Wings Up (also known as Sustineo Alas in its release for the United States Army) is a short propaganda film produced during World War II, highlighting the role of the United States Army Air Forces Officer Candidate School. The film emphasized that while usually these courses would take up to a year in college, the country was at war now and needed all the qualified officers it could get and fast. The curriculum is briefly outlined in Wings Up as well as the kind of life a student would lead at this training center.

Wings Up film

==Plot==
In 1943, a bombing mission by a Boeing B-17 Flying Fortress that had successfully dropped its bombs on target, has degenerated into an emergency situation over the Pacific. The navigator on board has not been able to plot a course back to the bomber's home base. The lives of the crew and the loss of the bomber depends on the skill and training provided for the navigator who represents a "weak link" in the crew.

The one solution to a lack of readiness to go to war in the air is the selection, testing, training and preparation offered by the Army Air Forces Officer Candidate School found in Miami, Florida. The motto of the school is Sustineo Alas (translated as "I sustain the wings"). The selection and testing to qualify is rigorous; after a physical examination, test scores based on general knowledge, and a stint as a corporal in command of soldiers, only 23 out of 1,000 candidates are chosen to proceed to the Officer's Candidate School.

All of the candidates have a diverse background and experiences, some as entertainers such as Robert Preston, while others have been successful in sports, business, science and academia. Many have also had combat experience as well as leadership positions. The twelve-week course stresses discipline, efficiency and restrictions that combine to instil all the attitudes and ethos of the officer cadre.

==Cast==

- Clark Gable
- Robert Preston
- General Henry H. "Hap" Arnold
- Gilbert Roland (uncredited)
- William Holden (uncredited)
- Brenda Marshall (uncredited)

==Production==
Narrated by Captain Clark Gable, Wings Up informed the youth of America about the Officer Candidate School, which was the primary setting for the production.
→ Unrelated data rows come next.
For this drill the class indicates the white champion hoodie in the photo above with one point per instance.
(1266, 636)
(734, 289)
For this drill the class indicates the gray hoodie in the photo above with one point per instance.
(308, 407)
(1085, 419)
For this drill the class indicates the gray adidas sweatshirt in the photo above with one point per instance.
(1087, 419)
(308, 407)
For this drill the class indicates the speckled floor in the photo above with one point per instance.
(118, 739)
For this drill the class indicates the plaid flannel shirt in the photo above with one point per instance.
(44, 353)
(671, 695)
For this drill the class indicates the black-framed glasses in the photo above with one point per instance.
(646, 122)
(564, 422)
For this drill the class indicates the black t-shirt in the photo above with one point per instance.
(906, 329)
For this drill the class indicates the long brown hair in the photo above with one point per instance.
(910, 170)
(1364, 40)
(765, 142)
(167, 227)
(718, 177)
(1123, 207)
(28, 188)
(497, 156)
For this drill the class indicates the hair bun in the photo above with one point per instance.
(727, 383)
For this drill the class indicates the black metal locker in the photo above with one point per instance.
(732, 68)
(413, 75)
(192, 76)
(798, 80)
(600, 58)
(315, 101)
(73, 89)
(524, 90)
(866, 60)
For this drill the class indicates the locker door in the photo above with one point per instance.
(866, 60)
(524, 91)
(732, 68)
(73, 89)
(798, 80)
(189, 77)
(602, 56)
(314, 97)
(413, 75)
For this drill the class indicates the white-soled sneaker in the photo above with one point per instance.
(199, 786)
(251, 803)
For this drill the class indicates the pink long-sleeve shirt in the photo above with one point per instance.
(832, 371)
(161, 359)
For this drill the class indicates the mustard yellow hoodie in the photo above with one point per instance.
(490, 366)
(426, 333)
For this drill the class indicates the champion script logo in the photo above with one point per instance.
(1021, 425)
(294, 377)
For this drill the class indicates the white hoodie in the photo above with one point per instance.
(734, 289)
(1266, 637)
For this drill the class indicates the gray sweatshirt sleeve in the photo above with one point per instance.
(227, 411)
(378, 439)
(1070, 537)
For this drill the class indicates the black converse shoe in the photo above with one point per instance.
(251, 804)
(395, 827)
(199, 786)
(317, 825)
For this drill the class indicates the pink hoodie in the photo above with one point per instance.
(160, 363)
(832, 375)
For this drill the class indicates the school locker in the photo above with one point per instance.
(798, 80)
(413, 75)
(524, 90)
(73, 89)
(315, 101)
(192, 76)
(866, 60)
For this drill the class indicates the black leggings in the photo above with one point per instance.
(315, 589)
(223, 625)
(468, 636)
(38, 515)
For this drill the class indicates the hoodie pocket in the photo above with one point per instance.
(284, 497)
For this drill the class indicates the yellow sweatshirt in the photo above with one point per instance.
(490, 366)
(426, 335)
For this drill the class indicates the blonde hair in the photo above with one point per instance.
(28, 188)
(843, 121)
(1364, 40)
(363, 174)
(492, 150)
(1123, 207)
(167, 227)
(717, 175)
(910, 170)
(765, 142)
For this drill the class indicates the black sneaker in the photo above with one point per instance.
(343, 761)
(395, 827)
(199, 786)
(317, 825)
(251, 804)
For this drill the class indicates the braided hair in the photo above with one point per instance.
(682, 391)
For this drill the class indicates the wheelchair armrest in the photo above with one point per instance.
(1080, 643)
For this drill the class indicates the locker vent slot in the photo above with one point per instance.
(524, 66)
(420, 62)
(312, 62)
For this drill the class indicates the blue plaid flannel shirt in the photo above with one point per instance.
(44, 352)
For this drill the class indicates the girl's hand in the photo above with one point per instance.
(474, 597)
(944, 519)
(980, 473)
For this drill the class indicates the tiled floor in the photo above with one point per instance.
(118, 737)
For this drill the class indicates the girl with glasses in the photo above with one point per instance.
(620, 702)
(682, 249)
In 1942, following the death of his wife, Carole Lombard, Gable joined the U.S. Army Air Forces after the Commanding General of the U.S. Army Air Forces Henry H. "Hap" Arnold offered Gable a "special assignment" in aerial gunnery.

Gable entered USAAF OCS Class 42-E on 17 August 1942, completing training on 28 October 1942. Commissioned as second lieutenants, Gable's special assignment was to make a recruiting film in combat with the Eighth Air Force to recruit aerial gunners. Gable had completed his training as an aerial gunner at the end of January 1943 and was promoted to Captain. After the earlier film, Combat America (1943), Gable went to work on Wings Up, recreating much of the training he had gone through. The film ends with a graduation parade attended by General "Hap" Arnold and actress Brenda Marshall.

Stock footage of a Boeing B-17E Flying Fortress is featured in the opening and closing sequences of Wings Up.

==Reception==
Wings Up was typical of the training and recruitment films of the period produced under the auspices of the Office of War Information.

It was on a list of twenty-one films announced as Academy Award nominees for Short Subject Documentary but the Documentary Award Committee subsequently narrowed the field to seven titles and Wings Up was not included on the final ballot.